Clelia's birds, which incorporate tree branches in unexpected places, and bits of paper with words on them, are darker, more menacing, despite their light colours. The sense that maybe not all is as it appears is heightened by Matt Rogalsky's brilliant soundscape, which somehow manages to be both soothing and unsettling at the same time.



The artists want us to contribute to the exhibit too. They invite guests to bring along a personal document to shred and add to the forest floor, for "composting." I brought a letter from the 1980s, from a friendship that disintegrated last year. I felt a great release when the letter went through the shredder, a joy that was only slightly diminished by not being able to tell my former friend what I'd done because we are no longer in communication. Adding the shredded letter to the "leaf litter" already on the forest floor felt like scattering the ashes of the friendship, a sacred act, an offering, like compost, to nourish something that will remain unknown to me.


I've been thinking about The Clearing for a month now. I'm not an artist, an art critic, or a student of art but it seems to me that any artwork that prompts such extended musings is about as good as art gets. I'm struck by Marney and Clelia's fierce love of the natural world, a love that shines in the care and detail of their art, and their invitation for us to see nature anew, through their art.


If you, dear reader, are in Kingston or anywhere close by, I urge you to make a "clearing" in your schedule to go for a visit, if you haven't already. Check for opening hours though, so you won't be disappointed.
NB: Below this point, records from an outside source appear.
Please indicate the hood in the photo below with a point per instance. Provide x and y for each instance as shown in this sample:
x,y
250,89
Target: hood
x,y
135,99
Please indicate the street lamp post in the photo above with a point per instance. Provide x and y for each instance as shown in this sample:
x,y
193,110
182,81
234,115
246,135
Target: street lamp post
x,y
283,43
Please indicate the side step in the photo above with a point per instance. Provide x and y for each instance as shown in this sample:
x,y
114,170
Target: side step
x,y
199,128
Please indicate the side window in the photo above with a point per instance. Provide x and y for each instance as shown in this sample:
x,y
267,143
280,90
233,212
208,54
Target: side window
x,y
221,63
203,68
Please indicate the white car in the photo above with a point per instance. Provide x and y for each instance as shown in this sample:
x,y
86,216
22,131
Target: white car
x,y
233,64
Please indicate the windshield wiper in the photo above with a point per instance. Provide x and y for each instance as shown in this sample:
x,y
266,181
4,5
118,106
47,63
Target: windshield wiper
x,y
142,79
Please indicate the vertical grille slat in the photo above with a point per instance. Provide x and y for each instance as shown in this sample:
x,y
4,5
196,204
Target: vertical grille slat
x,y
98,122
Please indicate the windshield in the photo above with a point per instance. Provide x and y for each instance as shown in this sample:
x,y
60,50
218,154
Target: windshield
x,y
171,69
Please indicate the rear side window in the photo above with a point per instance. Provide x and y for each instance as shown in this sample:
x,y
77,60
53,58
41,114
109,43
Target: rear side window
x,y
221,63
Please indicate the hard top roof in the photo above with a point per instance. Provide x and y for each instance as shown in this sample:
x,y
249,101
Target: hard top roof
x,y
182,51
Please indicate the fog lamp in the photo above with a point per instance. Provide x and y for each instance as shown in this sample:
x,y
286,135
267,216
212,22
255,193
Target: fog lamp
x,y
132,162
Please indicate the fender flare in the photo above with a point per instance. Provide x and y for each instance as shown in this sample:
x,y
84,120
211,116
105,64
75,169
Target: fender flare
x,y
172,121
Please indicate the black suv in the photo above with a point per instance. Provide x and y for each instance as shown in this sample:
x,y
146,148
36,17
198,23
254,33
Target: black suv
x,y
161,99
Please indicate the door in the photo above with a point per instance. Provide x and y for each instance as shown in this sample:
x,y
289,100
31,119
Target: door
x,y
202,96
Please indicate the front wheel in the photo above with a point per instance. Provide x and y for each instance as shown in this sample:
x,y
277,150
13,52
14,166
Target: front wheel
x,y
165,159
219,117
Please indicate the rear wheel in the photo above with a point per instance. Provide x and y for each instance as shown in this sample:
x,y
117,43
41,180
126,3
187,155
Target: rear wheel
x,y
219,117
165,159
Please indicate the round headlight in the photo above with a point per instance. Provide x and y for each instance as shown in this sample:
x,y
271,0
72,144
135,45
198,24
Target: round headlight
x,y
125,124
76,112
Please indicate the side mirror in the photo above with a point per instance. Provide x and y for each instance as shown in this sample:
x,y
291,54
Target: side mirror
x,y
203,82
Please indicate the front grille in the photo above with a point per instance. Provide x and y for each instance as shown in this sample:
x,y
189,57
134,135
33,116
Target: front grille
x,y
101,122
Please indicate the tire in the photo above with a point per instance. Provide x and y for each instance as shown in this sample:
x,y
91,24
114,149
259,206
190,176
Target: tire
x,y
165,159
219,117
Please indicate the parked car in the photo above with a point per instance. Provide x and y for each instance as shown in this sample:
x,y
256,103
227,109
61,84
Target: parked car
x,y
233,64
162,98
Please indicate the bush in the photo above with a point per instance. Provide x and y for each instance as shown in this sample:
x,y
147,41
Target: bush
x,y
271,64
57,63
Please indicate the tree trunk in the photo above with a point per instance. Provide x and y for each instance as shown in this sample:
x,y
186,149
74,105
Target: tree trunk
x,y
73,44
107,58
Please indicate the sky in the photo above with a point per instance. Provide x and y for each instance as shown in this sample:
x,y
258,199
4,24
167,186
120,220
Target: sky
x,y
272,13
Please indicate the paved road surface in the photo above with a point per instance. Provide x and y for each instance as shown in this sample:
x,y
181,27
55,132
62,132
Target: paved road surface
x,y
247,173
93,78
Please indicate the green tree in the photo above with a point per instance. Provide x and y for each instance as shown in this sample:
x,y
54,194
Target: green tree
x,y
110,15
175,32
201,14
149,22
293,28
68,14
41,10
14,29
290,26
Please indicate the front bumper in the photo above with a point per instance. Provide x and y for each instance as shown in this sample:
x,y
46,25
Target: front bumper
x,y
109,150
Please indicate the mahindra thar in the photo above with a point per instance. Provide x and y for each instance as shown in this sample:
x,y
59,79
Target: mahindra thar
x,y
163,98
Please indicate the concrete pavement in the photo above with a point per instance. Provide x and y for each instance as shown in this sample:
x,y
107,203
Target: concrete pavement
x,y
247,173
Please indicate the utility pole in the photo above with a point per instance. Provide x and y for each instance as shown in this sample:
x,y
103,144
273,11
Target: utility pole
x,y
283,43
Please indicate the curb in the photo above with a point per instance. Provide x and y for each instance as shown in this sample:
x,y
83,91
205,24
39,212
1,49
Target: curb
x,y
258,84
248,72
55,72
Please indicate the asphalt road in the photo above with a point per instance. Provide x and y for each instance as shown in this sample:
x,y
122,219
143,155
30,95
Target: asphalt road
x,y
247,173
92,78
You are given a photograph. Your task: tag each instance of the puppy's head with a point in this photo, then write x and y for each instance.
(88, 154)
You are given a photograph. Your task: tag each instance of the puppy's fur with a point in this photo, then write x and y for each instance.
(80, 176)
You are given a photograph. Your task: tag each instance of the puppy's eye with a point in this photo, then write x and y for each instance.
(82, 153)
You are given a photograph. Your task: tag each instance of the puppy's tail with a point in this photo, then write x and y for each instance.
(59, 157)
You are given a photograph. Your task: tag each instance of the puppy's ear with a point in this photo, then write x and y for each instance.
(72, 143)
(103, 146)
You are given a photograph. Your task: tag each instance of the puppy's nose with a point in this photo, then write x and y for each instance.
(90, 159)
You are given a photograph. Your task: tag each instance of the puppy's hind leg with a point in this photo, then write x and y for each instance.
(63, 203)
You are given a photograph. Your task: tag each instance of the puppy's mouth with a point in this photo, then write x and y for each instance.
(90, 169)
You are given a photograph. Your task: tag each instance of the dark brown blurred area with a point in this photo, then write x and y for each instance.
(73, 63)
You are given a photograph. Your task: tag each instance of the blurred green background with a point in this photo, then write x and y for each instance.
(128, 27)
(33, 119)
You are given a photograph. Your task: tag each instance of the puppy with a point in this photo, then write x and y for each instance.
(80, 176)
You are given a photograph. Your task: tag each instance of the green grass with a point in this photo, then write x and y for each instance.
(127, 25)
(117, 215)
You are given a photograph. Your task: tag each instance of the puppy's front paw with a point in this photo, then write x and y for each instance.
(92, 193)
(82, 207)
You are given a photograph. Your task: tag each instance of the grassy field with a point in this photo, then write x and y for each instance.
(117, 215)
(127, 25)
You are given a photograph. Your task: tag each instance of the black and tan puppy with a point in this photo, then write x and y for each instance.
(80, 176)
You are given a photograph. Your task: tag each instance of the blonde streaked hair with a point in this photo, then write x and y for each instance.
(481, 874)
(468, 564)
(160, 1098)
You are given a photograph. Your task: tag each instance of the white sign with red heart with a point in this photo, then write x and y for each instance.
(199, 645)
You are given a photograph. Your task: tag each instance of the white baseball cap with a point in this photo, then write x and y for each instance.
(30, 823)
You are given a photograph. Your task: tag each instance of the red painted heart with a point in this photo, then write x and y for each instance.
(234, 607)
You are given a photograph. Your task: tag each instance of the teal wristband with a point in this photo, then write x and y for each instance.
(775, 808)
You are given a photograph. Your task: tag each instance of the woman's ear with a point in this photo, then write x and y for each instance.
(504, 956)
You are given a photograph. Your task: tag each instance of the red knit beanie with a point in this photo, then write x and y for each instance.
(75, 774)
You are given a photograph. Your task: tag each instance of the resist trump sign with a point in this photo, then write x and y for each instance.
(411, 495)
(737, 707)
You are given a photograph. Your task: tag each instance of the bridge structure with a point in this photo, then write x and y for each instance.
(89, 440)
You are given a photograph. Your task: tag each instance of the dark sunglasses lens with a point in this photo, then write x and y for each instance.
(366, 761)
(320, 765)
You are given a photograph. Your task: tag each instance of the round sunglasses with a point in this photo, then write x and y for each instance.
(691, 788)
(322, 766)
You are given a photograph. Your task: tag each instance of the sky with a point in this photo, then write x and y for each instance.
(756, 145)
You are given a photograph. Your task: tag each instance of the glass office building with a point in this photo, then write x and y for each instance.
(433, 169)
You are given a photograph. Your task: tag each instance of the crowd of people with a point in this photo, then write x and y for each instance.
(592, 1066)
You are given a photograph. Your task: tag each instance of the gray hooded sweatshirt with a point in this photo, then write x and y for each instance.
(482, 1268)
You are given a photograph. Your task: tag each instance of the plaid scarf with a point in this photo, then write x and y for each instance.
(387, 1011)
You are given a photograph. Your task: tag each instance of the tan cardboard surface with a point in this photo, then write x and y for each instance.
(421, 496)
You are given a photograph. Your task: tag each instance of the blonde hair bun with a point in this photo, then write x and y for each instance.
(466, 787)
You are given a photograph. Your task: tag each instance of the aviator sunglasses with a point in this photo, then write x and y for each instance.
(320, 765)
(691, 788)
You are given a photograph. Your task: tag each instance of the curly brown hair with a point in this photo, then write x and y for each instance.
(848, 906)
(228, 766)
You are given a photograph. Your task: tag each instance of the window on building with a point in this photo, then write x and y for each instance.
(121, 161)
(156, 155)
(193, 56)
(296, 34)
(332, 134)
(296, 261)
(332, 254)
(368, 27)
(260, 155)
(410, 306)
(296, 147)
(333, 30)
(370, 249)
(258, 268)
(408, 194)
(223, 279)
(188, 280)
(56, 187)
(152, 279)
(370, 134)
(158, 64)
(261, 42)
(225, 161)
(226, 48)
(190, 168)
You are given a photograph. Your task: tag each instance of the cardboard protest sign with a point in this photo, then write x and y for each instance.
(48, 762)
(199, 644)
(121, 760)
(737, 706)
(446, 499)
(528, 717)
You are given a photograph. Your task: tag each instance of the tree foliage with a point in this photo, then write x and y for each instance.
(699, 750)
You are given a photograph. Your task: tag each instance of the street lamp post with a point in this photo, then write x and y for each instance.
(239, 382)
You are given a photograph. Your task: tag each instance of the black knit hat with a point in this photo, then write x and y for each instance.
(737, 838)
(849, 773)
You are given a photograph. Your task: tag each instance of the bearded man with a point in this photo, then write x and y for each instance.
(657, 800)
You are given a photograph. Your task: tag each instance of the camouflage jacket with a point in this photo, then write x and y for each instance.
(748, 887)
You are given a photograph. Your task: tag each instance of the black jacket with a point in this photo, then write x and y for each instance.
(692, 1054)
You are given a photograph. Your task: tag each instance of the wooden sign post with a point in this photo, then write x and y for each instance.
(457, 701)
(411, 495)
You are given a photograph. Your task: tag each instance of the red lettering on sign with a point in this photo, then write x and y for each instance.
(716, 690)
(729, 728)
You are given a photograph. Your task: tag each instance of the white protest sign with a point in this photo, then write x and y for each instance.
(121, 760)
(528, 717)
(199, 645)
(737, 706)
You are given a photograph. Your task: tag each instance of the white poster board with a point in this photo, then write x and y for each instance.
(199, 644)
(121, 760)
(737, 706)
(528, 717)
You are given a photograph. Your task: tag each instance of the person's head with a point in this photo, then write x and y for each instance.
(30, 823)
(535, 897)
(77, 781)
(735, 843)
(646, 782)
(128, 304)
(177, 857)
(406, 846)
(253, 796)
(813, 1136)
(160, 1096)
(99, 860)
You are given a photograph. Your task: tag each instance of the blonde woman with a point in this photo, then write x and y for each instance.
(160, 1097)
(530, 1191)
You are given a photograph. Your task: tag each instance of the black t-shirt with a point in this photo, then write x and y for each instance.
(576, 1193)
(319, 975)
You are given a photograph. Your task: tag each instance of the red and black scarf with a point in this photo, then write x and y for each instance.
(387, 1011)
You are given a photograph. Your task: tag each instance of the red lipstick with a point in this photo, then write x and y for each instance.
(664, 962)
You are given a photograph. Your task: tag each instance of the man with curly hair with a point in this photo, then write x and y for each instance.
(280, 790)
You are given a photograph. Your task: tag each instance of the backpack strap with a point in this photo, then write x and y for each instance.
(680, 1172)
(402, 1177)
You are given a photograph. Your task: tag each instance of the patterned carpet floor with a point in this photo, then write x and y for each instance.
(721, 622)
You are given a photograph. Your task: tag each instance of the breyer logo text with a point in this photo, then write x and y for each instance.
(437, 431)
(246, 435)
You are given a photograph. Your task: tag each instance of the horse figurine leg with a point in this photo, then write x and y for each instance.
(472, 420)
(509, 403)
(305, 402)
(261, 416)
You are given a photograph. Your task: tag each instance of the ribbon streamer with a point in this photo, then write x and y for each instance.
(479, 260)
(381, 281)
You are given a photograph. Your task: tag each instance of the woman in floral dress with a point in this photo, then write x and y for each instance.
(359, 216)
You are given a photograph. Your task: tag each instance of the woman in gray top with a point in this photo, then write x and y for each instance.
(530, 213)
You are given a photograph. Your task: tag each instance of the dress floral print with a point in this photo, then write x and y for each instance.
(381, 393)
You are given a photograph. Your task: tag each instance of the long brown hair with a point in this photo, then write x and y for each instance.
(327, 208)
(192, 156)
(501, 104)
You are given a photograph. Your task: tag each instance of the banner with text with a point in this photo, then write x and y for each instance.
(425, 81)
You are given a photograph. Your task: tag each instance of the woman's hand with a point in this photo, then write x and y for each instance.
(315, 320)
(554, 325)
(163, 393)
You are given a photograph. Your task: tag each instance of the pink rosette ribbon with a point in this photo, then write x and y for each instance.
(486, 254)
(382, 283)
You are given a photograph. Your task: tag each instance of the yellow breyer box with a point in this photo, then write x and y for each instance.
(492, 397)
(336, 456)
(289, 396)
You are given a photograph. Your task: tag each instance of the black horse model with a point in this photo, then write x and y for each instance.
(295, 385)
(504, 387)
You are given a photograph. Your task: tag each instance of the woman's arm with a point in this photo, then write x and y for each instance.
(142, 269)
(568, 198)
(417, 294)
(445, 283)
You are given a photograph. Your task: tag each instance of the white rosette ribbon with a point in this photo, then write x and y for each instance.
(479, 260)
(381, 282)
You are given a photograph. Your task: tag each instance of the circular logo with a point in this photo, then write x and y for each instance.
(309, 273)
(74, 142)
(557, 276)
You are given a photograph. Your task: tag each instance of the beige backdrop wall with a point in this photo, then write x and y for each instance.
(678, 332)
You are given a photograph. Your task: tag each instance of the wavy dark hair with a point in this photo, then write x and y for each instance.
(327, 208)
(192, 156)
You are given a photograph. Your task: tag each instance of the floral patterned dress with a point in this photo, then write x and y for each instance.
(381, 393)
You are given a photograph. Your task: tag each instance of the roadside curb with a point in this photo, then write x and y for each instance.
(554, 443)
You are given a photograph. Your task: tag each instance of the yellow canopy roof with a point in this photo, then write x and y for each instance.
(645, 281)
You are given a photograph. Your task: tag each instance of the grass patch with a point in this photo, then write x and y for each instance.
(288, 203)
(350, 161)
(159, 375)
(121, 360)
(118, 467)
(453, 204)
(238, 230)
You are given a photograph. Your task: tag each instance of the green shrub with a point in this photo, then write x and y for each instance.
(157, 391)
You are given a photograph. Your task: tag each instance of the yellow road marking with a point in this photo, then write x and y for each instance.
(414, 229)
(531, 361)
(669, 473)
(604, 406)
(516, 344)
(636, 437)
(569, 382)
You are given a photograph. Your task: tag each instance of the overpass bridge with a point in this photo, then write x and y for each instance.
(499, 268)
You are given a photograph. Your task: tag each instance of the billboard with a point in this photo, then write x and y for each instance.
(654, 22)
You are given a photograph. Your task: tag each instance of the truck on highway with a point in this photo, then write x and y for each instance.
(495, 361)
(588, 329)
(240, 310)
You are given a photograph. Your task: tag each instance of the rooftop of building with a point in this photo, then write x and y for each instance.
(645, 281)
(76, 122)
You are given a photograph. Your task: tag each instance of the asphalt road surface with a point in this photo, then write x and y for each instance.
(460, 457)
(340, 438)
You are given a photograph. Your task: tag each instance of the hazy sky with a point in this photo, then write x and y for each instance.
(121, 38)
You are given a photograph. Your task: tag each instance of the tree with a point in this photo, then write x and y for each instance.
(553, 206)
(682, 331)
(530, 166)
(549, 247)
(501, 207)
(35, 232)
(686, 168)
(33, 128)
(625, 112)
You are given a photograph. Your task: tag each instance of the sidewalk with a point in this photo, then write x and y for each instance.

The exhibit is on until 9 November, and there is no admission charge.


(And now that I'm at the end, I realize that I didn't make space to describe Sadiqa de Meijer's beautiful poem posted at the entrance that invites us in, to be present .... "did you think yourself lost/now you're here" ... and so many other details... even though a shipping container is a small space, there is rich abundance here... just like a forest.)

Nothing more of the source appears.